Hawaiian Monk Seal 

On the Big Island, it is rare to see a Hawaiian monk seal when going to the beach. There are certain secluded beaches where monk seals have been seen in Volcano National Park, but they can only be reaches by a difficult hike. However, when visiting Kauai, just about every beach we went to had one, sometimes two, snoozing monk seals on the beach.

Hawaiian Monk Seal

When first seeing an adorable seal on the sand posing perfectly for the camera, it may be tempting to get very close and snap a picture. If you are at a popular beach with a lot of people, generally a large circle is roped off by the Parks Department,around the seal... but not always. Just remember that these seals are protected, and you could pay a fine as high as $25,000 for disturbing one.

This sea mammal spends a great amount of it’s time at sea, but comes on shore as well. When coming across a seal on the sand, people often think that it is sick, or dying, but this is rarely the case. Usually the seal just wants to rest, or perhaps avoid a predator.

Hawaii’s beautiful coral reefs are home to many of the little critters that monk seals enjoy eating, such as lobsters, octopi, eels, and fish, but the seals are also known to dive down as far as 400 feet to feed. Monk seals can grow to be as big as 7.5 feet long and 500 to 600 pounds. The monk seal got it’s name because of its folds of skin that resemble a monk's cowl, and also because it is usually seen alone or in small groups.

The seal is called, 'Ilio holo i ka uaua, by the Hawaiians. This means, "dog that runs in rough water.” The protective mother monk seal stays with her pups continually until they are about 6 weeks old. During this time, mother seals may lose hundreds of pounds, because they stop eating.

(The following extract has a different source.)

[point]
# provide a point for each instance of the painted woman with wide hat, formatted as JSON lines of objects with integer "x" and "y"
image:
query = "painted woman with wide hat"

Hawaiian Monk Seal on Kauai

Approximately 1,100 Hawaiian monk seals live in the wild, and there are many reasons why those numbers continue to decrease. Their natural habitat has been disappearing - and still is - because of the encroachment of humans. They are often drowned by getting caught in fishing nets, or injured by boats. They have natural predators as well, such as sharks, and sometimes the females fall victim to males who attack them in groups. The average life span of the Hawaiian monk seal, is 25 to 30 years. Although they are protected, their numbers continue to decrease, and have been lessening each year since 1989.